Flota en todas ellas ese halo de relaciones típicas de la política anglosajona, democracias estables desde hace siglos, donde los sistemas electorales no son los más extendidos –lo mismo nos sucede en las series de abogacía, donde el lenguaje jurídico y procesal anglosajón poco tiene que ver con el continental-, donde el color del partido es más importante que la ideología, la disciplina de partido no es un axioma y se suceden procesos, como primarias, en un régimen republicano presidencialista, como el estadounidense, que nos queda lejos. Por eso, que la visión proceda de un país no angloparlante, europeo, es algo que siempre se agradece, mostrando una cercanía que poco tiene que ver con el acoplamiento político de unos países que dirigen gran parte del mercado conocido pero cuyas estructuras de relación no son las que imperan en el mundo, más que en el imaginario cultural.

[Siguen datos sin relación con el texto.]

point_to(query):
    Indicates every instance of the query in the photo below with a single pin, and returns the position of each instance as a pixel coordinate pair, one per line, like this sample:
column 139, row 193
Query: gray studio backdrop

Borgen es una serie danesa que consta de tres temporadas, estrenada en el año 2010 que ha llegado a España (Canal +) con varios años de retraso pero sin perder un pico de vigencia. En ella se muestra la vida cotidiana de Borgen, el Palacio de Christianborg donde residen los tres poderes políticos daneses y la oficina del Primer Ministro. En pos de la actualidad, Borgen utiliza como personaje principal a una mujer, la primera Primera Ministra de Dinamarca, cosa que en el año 2010 era una invención y que en la actualidad es una realidad. Esa presencia de una mujer al frente del Estado ya había sido transitado en las series norteamericanas, cuya realidad aún no ha alcanzado a la ficción –Gran Bretaña, por mérito de Margaret Thatcher lleva décadas de ventaja.

Pero si la presencia de una mujer en el puente de mando pudiese ser suficiente argumento, Borgen no para ahí. De hecho, resulta casi irrelevante que sea la ficticia Birgitte Nyborg quien alcanza un acuerdo malabar con las distintas fuerzas parlamentarias para auparse en el Gobierno. Es al hálito de realidad de la serie lo que ha cautivado a los espectadores daneses, apoyado por esa coincidencia de realidad y ficción que obtuvo cuando la socialdemócrata Helle Thorning-Schmidt obtuvo el encargo de la reina para formar gobierno aunando a las fuerzas derrotadas en las elecciones de 2011. Borgen muestra una entrelazada relación de la prensa y la política que en los países del sur europeo nos puede parecer exagerada; y nos presenta vidas machacadas, familias a punto de deshacerse, pasados turbulentos, presentes escandalosos. Falta de humor, Borgen hace una representación casi ideal del político –como ser humano- en lucha constante entre su deber público y sus presiones privadas. Sin embargo, lo hace –al menos en su primera temporada, la estrenada recientemente en nuestro país- con maestría y dominio del género. No se dejan temas fuera de la bobina: la coacción de los lobbys, el reparto del poder como un juego de concesiones, los tejemanejes de los jefes de prensa, las presiones internacionales, el sacrificio de las amistades en favor del mantenimiento del poder, el mercado armamentístico, los nacionalismos periféricos, los conflictos de intereses, la delación, la traición, las escuchas ilegales, el sacrilegio del uso privado del recurso público…




Puestos a echar en falta aspectos como las movilizaciones sociales, la opinión del electorado y la implicación del resto de la administración del Estado, desde la práctica ausencia del aparato de la Justicia hasta el entramado de las entidades de gobierno local.

En España, donde la ficción se ha resumido a chistes largos como Moncloa, dígame o series de alta calidad pero de poca incidencia en la alta jefatura como Crematorio, el camino está bien abonado. Podríamos fabular con una serie que mostrase los entresijos de la época Aznar de la Guerra de Afganistán, otra dedicada íntegramente al seguimiento de los últimos veinte años de Bárcenas –auge y caída- o el clan Pujol en la ciudad de los prodigios.


Borgen, además, ha sido producida por la televisión pública danesa, lo que da para pensar. Y mucho.